“No one in America should be working 40 hours a week and living below the poverty level,” said Joe Biden last year, “No one. No one.”
That’s a sentiment I share with the vice president. And the good news is that almost no one who works 40 hours a week lives below the poverty level.
That’s the finding of the latest report on income and poverty from the Census Bureau. For those aged 18 to 64 who work full time, year round the poverty rate is a mere 2.4 percent. Those who did not work full-time had a poverty rate that was more than ten times higher—31.8 percent.
But as Preston Cooper points out, the number of full-time workers in poverty may be even less since the definition of poverty used by the Census Bureau does not take into account taxes and transfers such as the Earned Income Tax Credit, which tops up the wages of low-income workers.

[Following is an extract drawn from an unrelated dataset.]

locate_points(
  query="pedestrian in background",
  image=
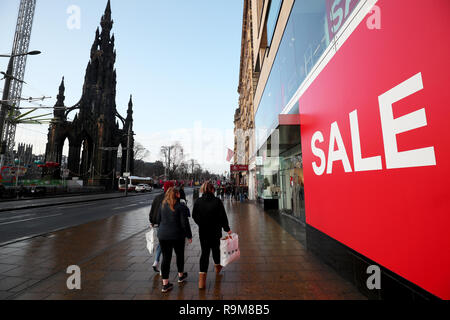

Since jobs lift people out of poverty, shouldn’t we support Biden’s proposal to increase the minimum wage? No, because as Cooper notes, “If the goal is poverty alleviation, the tradeoff inherent in raising the minimum wage is not worth it.”
Antipoverty policy should focus on helping the nine-tenths of working age people in poverty who do not work 40 hours a week and year round. Raising the minimum wage would aid just a small share of those in poverty—while creating even higher barriers to entering the workforce for everyone else.
After decades of empirical evidence this connection should be obvious. And yet many Americans still are shocked when raising the minimum wage merely increases the poverty rate. Instead of rethinking their support they double-down, calling for even greater increases in wages which only have the effect of reducing the number jobs available, making it even more difficult for people to escape poverty.
If we truly want to end the cycle of poverty in America we first need to break the cycle of fallacious economic thinking about the minimum wage.